Конечно, девочка. И не четырнадцать-пятнадцать ей, а тринадцать-четырнадцать: девчонки в этом возрасте на полголовы длиннее парней. Носатая, с коротко, по-мальчишески обстриженными жидкими пепельными волосами и тощей шеей. Нескладная: на таких не только слишком большой курсантский комбинезон, но даже тщательно подобранная одежда, любая, будет висеть наперекосяк. Глаза – зелено-синие, как морская вода.
Некрасивая. Красавицами такие становятся годам к восемнадцати. Если доживают.
– Вероник, не глупи, - процедил Иван уголком рта, но было ясно: сейчас от нее не отвязаться. Разве что скрутить и утащить прочь силой, как тогда, перед огневым маневром…
– Документы, курсант…ка.
– Нету.
Командир патруля присвистнул третий раз, резко зажмурился, активируя умные линзы. Когда вновь открыл глаза – некоторое время стоял неподвижно: читал видимый только ему текст.
В баре вдруг повисла мертвая тишина.
– Так называемая «неизвестная с "Синего клипера", без документов», именующая себя…
– Веранда, - буркнула девчонка.
– …именующая себя Вероника Донцова?
– казенным голосом завершил лейтенант, сделавшись при этом равнодушней прежнего.
– Она. Ну, я то есть.
– Да, девочка, - эмоций в голосе лейтенанта не прибавилось, - ты действительно с ним?
– Конечно, с ним.
– Веранда придвинулась к Шарганову вплотную. Угрюмость ее как рукой сняло, она даже заулыбалась.

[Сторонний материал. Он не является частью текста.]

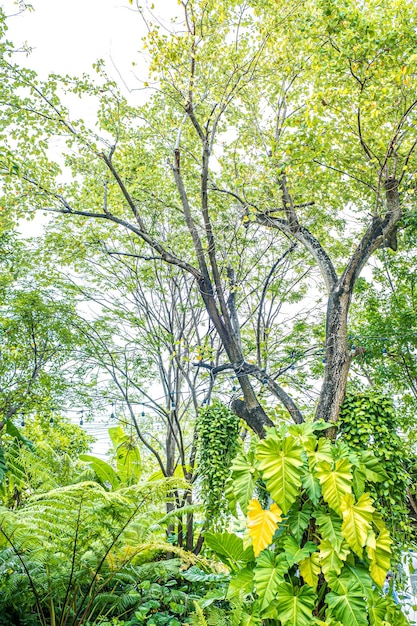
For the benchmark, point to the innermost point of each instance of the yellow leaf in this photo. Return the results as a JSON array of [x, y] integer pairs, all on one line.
[[378, 550], [310, 570], [262, 524]]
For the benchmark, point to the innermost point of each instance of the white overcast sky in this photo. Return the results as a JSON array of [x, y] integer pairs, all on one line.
[[67, 36]]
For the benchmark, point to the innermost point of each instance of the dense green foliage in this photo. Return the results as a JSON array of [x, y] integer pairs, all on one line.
[[218, 430], [219, 227], [368, 422], [320, 552]]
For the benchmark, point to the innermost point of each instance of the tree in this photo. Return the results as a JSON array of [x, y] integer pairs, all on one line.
[[268, 125], [306, 114]]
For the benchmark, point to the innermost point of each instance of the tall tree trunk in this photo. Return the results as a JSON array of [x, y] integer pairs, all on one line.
[[338, 356]]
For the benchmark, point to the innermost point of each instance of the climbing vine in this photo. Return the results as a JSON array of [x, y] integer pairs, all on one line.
[[218, 430], [368, 421]]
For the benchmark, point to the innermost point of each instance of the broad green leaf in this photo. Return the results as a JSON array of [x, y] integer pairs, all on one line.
[[378, 610], [310, 570], [321, 452], [196, 575], [262, 524], [229, 492], [374, 471], [229, 548], [104, 471], [250, 620], [311, 485], [359, 481], [357, 573], [295, 553], [378, 550], [241, 582], [117, 435], [330, 526], [332, 556], [349, 607], [298, 520], [335, 482], [3, 466], [128, 461], [280, 461], [268, 574], [243, 481], [356, 521], [295, 604]]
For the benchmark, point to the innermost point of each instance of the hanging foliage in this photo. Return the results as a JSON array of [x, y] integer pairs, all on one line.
[[218, 430], [368, 422], [325, 559]]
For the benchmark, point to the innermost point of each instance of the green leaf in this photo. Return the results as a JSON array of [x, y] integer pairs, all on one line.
[[294, 553], [349, 607], [295, 604], [356, 521], [262, 524], [359, 477], [378, 550], [268, 574], [311, 485], [310, 570], [332, 556], [128, 461], [374, 471], [241, 582], [3, 466], [298, 520], [104, 471], [280, 461], [229, 548], [243, 479], [330, 526], [336, 482]]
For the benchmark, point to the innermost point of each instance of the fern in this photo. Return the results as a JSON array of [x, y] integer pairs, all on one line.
[[76, 546], [197, 618]]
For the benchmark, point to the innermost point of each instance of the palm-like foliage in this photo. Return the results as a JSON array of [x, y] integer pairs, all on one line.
[[71, 556]]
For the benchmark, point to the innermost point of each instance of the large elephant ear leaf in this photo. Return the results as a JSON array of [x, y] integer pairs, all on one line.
[[335, 481], [269, 573], [230, 549], [3, 466], [243, 480], [295, 605], [280, 461], [262, 524], [349, 606], [378, 550], [356, 521]]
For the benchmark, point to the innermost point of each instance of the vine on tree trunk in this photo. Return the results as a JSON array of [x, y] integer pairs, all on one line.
[[218, 430]]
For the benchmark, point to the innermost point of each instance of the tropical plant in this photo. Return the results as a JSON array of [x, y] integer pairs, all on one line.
[[319, 552], [76, 554], [218, 430], [253, 161]]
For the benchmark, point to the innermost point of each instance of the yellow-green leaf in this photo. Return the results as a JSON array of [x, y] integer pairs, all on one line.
[[262, 524], [335, 482], [310, 570], [379, 552], [279, 462], [332, 556], [356, 521]]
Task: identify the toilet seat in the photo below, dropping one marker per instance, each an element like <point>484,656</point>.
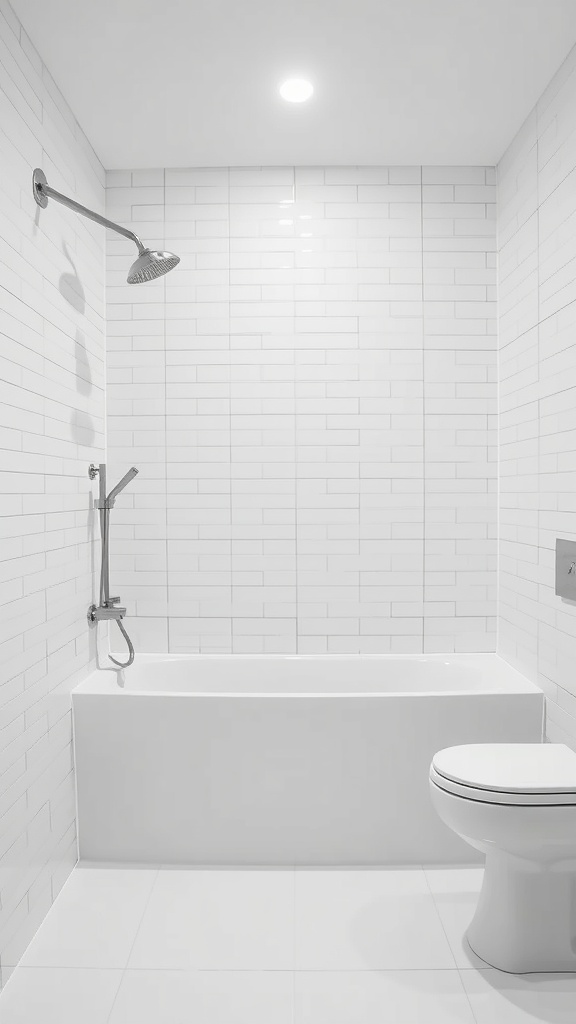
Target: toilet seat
<point>508,773</point>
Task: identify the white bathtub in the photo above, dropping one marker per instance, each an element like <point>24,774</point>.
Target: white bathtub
<point>199,760</point>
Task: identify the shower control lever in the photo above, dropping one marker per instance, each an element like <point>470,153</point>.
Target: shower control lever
<point>106,611</point>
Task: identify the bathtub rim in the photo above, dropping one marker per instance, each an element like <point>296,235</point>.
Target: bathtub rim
<point>106,681</point>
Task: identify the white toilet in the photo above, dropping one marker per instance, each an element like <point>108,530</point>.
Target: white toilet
<point>517,804</point>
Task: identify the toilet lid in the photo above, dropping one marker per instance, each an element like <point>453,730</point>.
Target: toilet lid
<point>507,772</point>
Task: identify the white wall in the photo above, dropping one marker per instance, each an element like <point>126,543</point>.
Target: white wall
<point>51,421</point>
<point>311,399</point>
<point>537,295</point>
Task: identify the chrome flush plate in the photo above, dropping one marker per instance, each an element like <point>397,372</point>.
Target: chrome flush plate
<point>566,569</point>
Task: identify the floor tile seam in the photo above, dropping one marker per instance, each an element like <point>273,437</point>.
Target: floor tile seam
<point>268,970</point>
<point>142,915</point>
<point>439,915</point>
<point>274,970</point>
<point>477,1019</point>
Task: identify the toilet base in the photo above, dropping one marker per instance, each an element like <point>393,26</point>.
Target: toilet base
<point>526,916</point>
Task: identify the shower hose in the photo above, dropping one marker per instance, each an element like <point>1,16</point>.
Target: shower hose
<point>124,665</point>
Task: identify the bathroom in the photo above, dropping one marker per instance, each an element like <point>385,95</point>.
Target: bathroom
<point>315,764</point>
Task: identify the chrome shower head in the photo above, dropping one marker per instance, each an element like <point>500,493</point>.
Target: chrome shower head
<point>151,264</point>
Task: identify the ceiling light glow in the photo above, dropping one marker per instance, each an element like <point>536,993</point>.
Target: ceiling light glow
<point>296,90</point>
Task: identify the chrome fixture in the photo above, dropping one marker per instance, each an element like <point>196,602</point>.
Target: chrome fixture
<point>150,263</point>
<point>109,608</point>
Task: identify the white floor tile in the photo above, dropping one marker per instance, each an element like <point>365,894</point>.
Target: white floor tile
<point>94,921</point>
<point>455,892</point>
<point>221,920</point>
<point>58,995</point>
<point>355,921</point>
<point>204,996</point>
<point>380,997</point>
<point>509,998</point>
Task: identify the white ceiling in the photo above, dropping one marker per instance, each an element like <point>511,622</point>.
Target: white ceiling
<point>194,82</point>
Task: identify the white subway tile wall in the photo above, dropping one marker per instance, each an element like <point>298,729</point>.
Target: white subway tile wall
<point>537,313</point>
<point>311,399</point>
<point>51,427</point>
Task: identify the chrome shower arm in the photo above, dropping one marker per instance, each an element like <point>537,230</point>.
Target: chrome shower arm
<point>43,192</point>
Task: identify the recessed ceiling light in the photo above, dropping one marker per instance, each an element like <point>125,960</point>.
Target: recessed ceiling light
<point>296,90</point>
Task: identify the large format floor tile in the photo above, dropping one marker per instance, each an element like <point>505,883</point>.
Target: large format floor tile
<point>220,920</point>
<point>529,998</point>
<point>58,995</point>
<point>94,921</point>
<point>372,920</point>
<point>204,997</point>
<point>380,997</point>
<point>455,892</point>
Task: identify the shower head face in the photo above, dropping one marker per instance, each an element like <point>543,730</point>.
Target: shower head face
<point>150,265</point>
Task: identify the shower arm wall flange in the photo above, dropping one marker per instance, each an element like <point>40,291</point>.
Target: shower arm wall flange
<point>42,192</point>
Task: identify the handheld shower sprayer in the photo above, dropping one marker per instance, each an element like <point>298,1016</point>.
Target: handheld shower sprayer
<point>109,607</point>
<point>150,263</point>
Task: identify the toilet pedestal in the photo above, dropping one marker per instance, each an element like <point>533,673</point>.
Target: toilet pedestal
<point>526,915</point>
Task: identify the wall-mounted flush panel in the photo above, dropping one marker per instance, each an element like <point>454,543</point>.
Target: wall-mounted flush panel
<point>566,569</point>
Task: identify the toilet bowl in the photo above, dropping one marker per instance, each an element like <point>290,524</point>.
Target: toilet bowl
<point>517,804</point>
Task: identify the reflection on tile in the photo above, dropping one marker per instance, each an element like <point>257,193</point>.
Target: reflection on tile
<point>222,920</point>
<point>206,996</point>
<point>355,921</point>
<point>380,997</point>
<point>94,920</point>
<point>455,893</point>
<point>58,995</point>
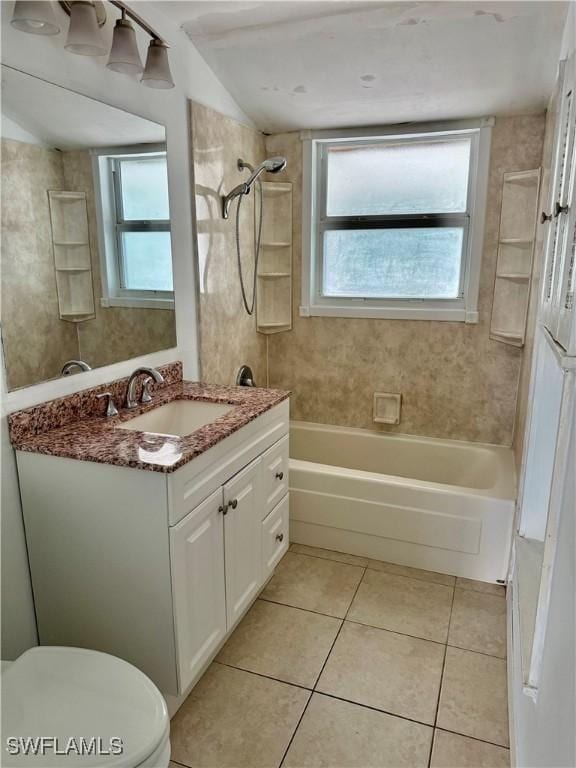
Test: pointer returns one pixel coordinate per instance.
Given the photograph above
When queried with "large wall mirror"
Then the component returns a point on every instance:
(86, 256)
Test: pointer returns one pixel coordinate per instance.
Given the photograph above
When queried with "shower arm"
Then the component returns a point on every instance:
(241, 189)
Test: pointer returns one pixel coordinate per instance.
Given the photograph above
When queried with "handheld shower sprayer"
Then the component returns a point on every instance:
(270, 165)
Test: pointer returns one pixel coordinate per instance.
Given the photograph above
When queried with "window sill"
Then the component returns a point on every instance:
(137, 302)
(446, 314)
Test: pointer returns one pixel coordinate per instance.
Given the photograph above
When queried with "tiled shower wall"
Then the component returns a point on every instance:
(228, 335)
(524, 383)
(455, 381)
(29, 300)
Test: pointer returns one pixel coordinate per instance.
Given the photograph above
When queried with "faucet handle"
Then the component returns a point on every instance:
(146, 395)
(111, 409)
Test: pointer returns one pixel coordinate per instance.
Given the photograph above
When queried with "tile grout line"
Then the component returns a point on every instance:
(355, 703)
(472, 738)
(266, 677)
(390, 573)
(373, 626)
(298, 608)
(321, 670)
(455, 585)
(441, 677)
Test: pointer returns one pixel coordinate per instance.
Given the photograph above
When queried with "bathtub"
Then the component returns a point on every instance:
(440, 505)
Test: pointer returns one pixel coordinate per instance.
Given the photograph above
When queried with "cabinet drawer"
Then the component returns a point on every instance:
(274, 475)
(275, 538)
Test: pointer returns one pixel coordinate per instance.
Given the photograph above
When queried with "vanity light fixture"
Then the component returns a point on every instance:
(87, 17)
(34, 16)
(124, 54)
(84, 36)
(157, 73)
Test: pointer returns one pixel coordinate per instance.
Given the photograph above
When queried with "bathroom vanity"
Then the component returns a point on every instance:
(153, 546)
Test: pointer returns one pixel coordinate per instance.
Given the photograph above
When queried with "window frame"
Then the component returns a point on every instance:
(111, 225)
(316, 222)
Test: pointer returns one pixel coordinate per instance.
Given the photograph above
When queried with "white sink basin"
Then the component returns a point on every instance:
(178, 418)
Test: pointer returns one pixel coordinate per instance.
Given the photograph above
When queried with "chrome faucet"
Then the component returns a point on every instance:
(70, 364)
(152, 373)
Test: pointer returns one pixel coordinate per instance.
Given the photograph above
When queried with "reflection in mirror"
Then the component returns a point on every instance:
(86, 256)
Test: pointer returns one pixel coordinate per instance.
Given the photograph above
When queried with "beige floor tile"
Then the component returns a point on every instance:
(234, 719)
(282, 642)
(478, 622)
(338, 734)
(314, 584)
(413, 573)
(409, 606)
(481, 586)
(380, 669)
(453, 751)
(473, 698)
(329, 554)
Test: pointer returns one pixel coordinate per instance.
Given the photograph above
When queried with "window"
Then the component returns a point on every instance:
(135, 228)
(394, 222)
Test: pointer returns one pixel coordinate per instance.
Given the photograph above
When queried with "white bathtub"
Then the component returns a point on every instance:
(441, 505)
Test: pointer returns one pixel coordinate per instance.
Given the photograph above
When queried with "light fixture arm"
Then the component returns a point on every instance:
(126, 11)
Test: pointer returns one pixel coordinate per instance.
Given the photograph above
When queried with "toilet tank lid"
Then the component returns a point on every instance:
(70, 694)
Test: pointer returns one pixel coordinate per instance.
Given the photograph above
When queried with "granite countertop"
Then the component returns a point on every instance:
(96, 438)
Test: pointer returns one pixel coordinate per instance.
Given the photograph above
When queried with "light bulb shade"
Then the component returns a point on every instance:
(157, 71)
(84, 35)
(124, 55)
(34, 16)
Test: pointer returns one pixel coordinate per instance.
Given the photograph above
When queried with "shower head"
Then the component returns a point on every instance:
(270, 165)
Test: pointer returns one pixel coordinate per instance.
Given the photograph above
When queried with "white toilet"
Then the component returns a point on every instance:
(70, 694)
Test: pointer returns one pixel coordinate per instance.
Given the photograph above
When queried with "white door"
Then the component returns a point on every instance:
(197, 554)
(242, 533)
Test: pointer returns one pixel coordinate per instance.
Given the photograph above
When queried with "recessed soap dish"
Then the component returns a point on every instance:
(387, 407)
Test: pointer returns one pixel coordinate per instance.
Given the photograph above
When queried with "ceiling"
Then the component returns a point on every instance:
(323, 64)
(63, 119)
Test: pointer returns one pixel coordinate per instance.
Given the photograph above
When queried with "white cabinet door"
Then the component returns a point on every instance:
(243, 518)
(275, 465)
(197, 554)
(275, 538)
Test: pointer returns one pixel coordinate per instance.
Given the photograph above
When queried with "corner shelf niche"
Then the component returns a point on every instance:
(274, 280)
(515, 255)
(72, 261)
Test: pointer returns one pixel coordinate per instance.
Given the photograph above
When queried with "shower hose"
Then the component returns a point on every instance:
(249, 307)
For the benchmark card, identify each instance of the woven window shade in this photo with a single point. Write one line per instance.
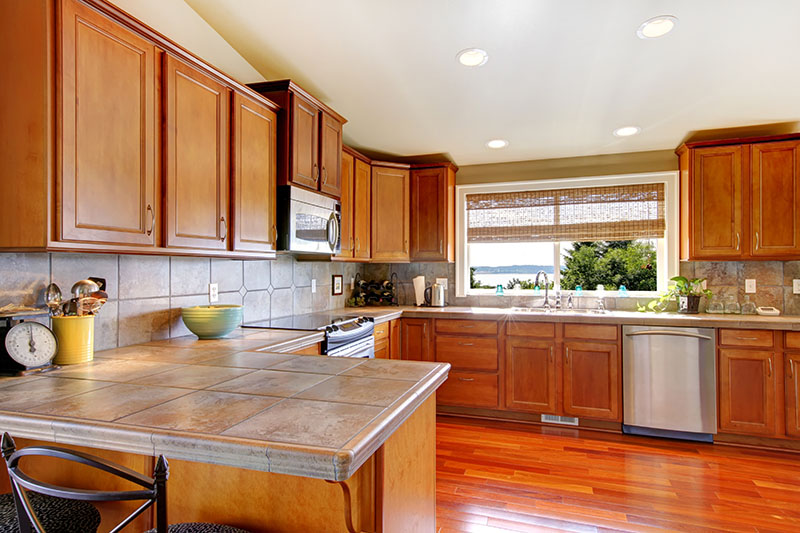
(619, 213)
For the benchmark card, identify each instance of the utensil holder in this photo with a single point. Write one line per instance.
(75, 335)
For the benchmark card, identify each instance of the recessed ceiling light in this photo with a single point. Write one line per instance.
(472, 57)
(497, 143)
(656, 27)
(627, 131)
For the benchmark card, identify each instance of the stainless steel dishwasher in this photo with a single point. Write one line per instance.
(669, 382)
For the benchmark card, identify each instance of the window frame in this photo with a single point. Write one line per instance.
(666, 249)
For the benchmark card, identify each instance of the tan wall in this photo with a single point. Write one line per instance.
(569, 167)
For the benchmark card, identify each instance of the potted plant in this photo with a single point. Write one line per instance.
(688, 293)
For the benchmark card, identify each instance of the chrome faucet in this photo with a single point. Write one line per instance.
(546, 288)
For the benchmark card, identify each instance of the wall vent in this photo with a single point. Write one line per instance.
(565, 420)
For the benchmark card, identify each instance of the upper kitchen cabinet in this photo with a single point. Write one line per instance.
(253, 174)
(390, 212)
(196, 170)
(310, 139)
(740, 199)
(433, 213)
(108, 187)
(121, 141)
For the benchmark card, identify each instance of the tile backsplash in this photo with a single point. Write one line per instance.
(146, 293)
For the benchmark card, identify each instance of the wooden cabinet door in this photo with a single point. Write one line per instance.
(253, 175)
(197, 145)
(775, 203)
(792, 385)
(531, 375)
(415, 343)
(330, 146)
(717, 186)
(429, 214)
(592, 380)
(109, 122)
(747, 388)
(395, 348)
(362, 210)
(305, 143)
(346, 200)
(390, 214)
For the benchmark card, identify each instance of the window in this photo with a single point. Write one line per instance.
(610, 230)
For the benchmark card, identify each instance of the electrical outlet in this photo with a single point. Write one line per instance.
(213, 292)
(750, 286)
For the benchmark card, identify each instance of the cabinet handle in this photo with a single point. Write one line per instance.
(152, 219)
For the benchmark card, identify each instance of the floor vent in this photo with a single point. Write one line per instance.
(566, 420)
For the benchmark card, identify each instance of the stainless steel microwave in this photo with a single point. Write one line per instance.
(308, 222)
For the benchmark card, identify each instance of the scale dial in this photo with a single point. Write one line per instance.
(31, 344)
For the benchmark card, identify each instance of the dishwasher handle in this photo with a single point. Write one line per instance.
(669, 332)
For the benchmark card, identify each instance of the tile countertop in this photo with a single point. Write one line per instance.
(783, 322)
(224, 402)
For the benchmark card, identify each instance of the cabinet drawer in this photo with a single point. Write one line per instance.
(468, 353)
(469, 390)
(531, 329)
(467, 327)
(793, 340)
(381, 331)
(590, 332)
(746, 337)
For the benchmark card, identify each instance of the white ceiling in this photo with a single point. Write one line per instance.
(561, 75)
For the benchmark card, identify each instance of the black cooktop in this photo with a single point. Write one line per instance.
(309, 322)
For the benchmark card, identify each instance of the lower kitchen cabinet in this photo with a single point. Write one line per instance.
(531, 379)
(592, 380)
(415, 339)
(748, 391)
(792, 361)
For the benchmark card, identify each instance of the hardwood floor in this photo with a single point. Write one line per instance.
(500, 477)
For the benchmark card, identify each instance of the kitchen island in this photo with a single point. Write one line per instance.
(264, 441)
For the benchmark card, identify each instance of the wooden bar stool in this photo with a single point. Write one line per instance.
(26, 491)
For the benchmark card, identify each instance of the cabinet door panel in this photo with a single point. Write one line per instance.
(428, 212)
(775, 182)
(530, 375)
(390, 214)
(592, 380)
(305, 153)
(331, 156)
(362, 214)
(346, 201)
(415, 343)
(109, 120)
(254, 146)
(197, 158)
(747, 387)
(718, 202)
(793, 394)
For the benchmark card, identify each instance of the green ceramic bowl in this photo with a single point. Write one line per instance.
(212, 321)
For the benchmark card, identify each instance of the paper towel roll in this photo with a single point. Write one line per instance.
(419, 289)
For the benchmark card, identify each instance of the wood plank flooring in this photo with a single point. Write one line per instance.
(497, 477)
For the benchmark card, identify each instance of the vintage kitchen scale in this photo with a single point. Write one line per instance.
(26, 346)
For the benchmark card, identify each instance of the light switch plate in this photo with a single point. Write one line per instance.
(750, 286)
(213, 292)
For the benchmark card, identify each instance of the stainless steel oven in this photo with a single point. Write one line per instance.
(308, 222)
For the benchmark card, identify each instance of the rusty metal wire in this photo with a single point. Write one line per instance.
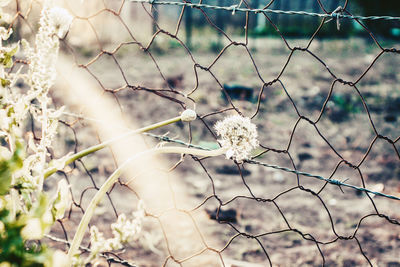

– Я дядь Ваню одного никуда не отпущу. Он без меня пропадет.
Кто-то из пьянчужек хмыкнул – и тут же ткнулся лицом в стойку от лютой затрещины соседа.
Бар они покинули бок о бок, как старые знакомые. Век бы не знать таких знакомств! Глаза патрульных спокойно, безо всякого интереса скользили по сторонам, но мысль о бегстве Иван прогнал как непоследовательную. Собственно, именно к этому он и стремился, затевая драку. Теперь короткий суд - и всё! Все остальные тоже погибнут, но лучше умереть от честной пули, чем так, как ребята с «Дежнёва». Ивана передернуло, даже хмель на миг отступил.
А девочка… О девочке позаботятся. Пока есть кому заботиться. А потом… Потом – как все: что она, лучше других? На Земле полным-полно тринадцатилетних, и тех, кто младше, тоже полно!
– Жрать хочется, господин лейтенант, - сказал тот патрульный, что дожидался у дверей.
– Может, зайдём куда-нибудь? Как только этого сдадим. Куда его, на гарнизонную губу или сразу в округ?
– Этого, Пчелидзе, - усмехнулся лейтенант, - мы доставим в штаб Космофлота. Этих, - уточнил он.
– О как!
– удивился десантник.
– А пожрать там есть, господин лейтенант?